Squeezing the lemon or tending the orchard?

Below, Gaynor Humphreys, Director of London Funders, shares some thoughts on the challenges of the coming year and calls for funding that supports resilience, constructive approaches and adaptiveness

London Funders has been tracking two crucial trends in the last few years – the impact on London communities of the global financial crisis and the political response to it in the UK; and the financial context for the voluntary and community sector.

The first of these has been alarming in London, from early signs of ballooning debt, mortgage defaults, mental health problems, family breakdown, domestic violence. At the same time many front-line public services have shrunk or vanished and VCS budgets reduced. Now we are braced for the effect of housing benefit change, the introduction of Universal Credit, continuing housing shortage, localisation of the Social Fund, limitation on access to legal aid and many other intended and unintended consequences of austerity policies. London, with all its complexity and its unique demography and governance, often has a different and harsher impact to face from national changes than other regions. London Funders’ series of meetings, The Funding Landscape, has convened funders for briefings on these issues.

These changes have put increased demands on the VCS at a time when many funders have themselves been challenged.

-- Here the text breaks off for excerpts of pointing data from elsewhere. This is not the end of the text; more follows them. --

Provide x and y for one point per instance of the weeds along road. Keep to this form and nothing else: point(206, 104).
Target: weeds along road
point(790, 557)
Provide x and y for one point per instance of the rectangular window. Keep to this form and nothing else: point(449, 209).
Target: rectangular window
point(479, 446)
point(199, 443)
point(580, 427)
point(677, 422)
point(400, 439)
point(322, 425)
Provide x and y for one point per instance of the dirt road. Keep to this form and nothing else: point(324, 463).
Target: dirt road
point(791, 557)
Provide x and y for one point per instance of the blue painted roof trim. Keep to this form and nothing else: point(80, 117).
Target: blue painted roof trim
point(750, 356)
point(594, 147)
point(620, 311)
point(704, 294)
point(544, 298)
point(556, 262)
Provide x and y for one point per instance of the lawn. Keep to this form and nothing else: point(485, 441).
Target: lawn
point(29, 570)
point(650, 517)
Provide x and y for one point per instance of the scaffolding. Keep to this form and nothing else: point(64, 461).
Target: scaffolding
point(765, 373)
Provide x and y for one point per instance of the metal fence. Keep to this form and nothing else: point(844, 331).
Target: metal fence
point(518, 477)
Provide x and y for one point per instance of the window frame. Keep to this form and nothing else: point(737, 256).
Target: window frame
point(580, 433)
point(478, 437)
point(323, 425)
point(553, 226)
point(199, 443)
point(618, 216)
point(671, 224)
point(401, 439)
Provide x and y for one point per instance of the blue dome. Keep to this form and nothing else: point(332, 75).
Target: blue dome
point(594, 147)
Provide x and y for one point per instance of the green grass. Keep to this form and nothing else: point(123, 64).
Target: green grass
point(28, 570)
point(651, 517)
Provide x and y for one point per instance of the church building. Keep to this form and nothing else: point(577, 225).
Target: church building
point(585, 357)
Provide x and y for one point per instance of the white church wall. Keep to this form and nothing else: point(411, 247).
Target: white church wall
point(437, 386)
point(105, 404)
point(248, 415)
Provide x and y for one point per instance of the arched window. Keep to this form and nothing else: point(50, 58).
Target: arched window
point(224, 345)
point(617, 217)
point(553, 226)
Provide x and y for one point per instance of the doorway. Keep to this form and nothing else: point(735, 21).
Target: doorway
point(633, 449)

We had the “phoney war” – the period of expected funding crisis for the VCS following hot on the heels of the global financial crisis, when many feared cuts but they were slow to work through.  Even now many independent funders have been managing to maintain previous levels of funding, more or less. Lottery distributors have seen an increase in their funding (though also a challenge to slash their own costs). We have seen both cuts and reorganisation in local authority budgets for the voluntary sector and new approaches to commissioning. We are in the midst of understanding the impact of London Councils’ greatly reduced grants budget. We remind ourselves that it can only get worse as central government takes the shears to local government funding. Cuts will bite deeper in 2013-14 and central government is committed to bigger percentage cuts thereafter.

But just as some boroughs have found ways to maintain service delivery through redesign and efficiency savings, introduced new grants programmes and improved commissioning procedures, so some voluntary organisations have collaborated and re-engineered their services to achieve more with less. Many funders are finding their own ways of maximising their stretched resources (including through mission- or programme-related investment). We have seen some positive change in the midst of these difficult times.

Can we go on squeezing the lemon in this way? London Funders will work with its members this year and next to understand the essence of London’s needs and issues. We will maintain a focus on young people’s services, advice, housing and homelessness, the localisation of the Social Fund, the impact of increasing poverty. We will seek out the constructive approaches and learn from the best investment in the VCS. We will aim to understand the components of resilience and adaptiveness in voluntary and community organisations and see how they can be fostered through the way funding is offered. We will share knowledge and experience between funders and above all explore how funders together can do more.